Here We Come: The Old and New of Wassailing

by | Mar 2, 2015

This story originally ran in our winter/spring print issue. To subscribe to the print issue, click here.

By Pete Brown
Photos courtesy Slyboro Cider House

As we rediscover cider and the farms and orchards they hail from, we are also reuniting with the natural world. As our lives become increasingly virtual, we develop a counterbalancing need to feel the earth beneath our feet and the wind in our hair. There’s mystery in the countryside—there are things in the woods that scare and thrill us; legends and spirits, older and deeper than civilization.

Not really of course. We don’t really buy all that stuff. Or do we

Every January, in the naked, frozen orchards of Herefordshire and Somerset in the west of England, people carrying burning torches gather around apple trees. Some are dressed in outrageous costumes. Some play music and sing old songs passed down orally through the centuries, unthreading into different versions across the counties. They make a riot of noise, sometimes with shotguns, sometimes with pots and pans, other times with ululating voices and screams. With these weapons—and sometimes with the help of pagan druids—they drive the evil spirits of winter from the branches of the tree, wake its roots from their slumber and leave offerings of bread soaked in cider to attract the good spirits of springtime.

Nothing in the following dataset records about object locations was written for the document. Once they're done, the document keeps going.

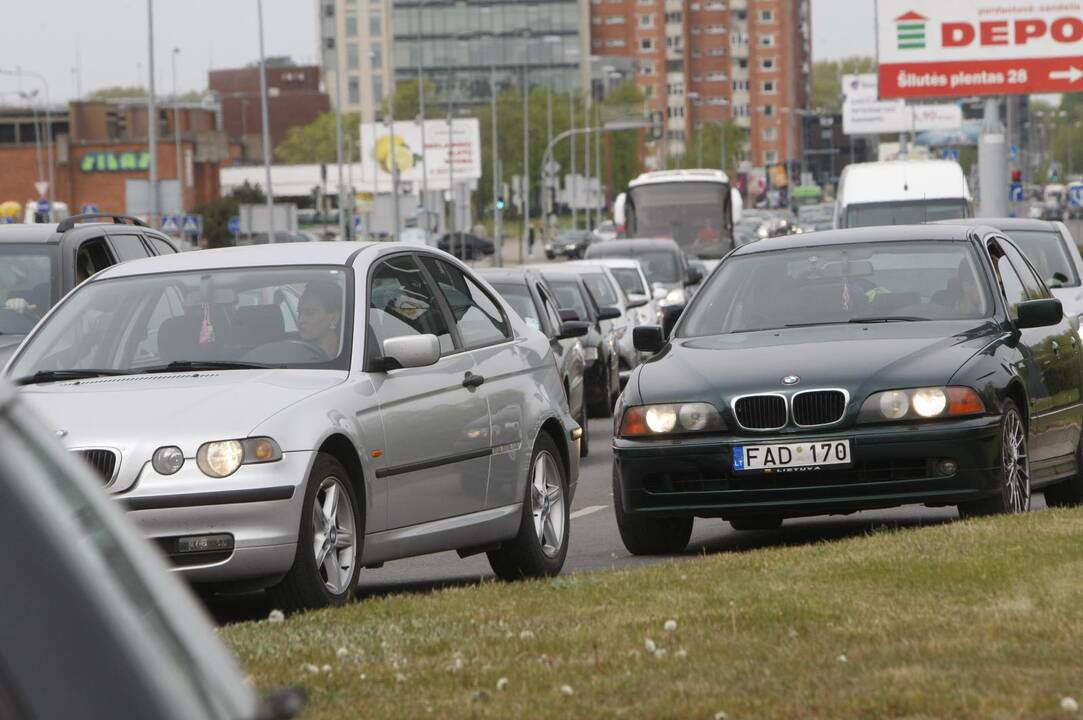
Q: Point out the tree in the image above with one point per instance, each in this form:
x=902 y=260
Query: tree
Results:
x=827 y=80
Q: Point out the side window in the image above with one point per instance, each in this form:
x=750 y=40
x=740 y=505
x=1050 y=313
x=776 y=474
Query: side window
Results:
x=129 y=247
x=1013 y=287
x=401 y=302
x=91 y=257
x=479 y=317
x=1035 y=289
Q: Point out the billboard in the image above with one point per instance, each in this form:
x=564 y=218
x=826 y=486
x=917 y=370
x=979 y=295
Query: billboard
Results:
x=937 y=49
x=447 y=153
x=864 y=114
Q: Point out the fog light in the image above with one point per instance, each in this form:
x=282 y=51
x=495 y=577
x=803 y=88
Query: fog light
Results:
x=948 y=467
x=205 y=542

A decade ago, the ancient ceremony of wassail was typically attended by a troop of Morris men—the traditional folk dancers of Merrie England—and no one else. Today, a typical wassail will be attended by several hundred people: men and women, young and old, Christians and pagan and atheist, families and young couples and old farmers, all gathering to bear witness to a superstition as old as any mainstream religion.

Without any recognition from mainstream media, with no corporations, sponsorship or greetings cards, wassail is becoming a popular ceremony. For most who attend, it’s both semi-serious and light-hearted. Whether or not you truly believe in the good and evil spirits of the orchard, it’s an excuse for a party at the bleakest time of the year. And more than that, it connects us with the land, with the passing of the seasons and the hope of renewal.

Traditions such as wassail are mutable, adapting to the people who curate them. During the wassail at the Slyboro Cider House in Granville, New York, children draw pictures of the various bugs and pests that attack apple trees and then ceremonially burn these pictures on a bonfire.

Of course, none of it makes any difference to the quality of the next year’s harvest. We’re too wise to believe such things. Or at least, we are until we stand by the fire, our voices hoarse from shouting, and we gaze out beyond its glow, into the unknowable darkness, and share for a few moments the hopes and fears of those who stood here centuries ago.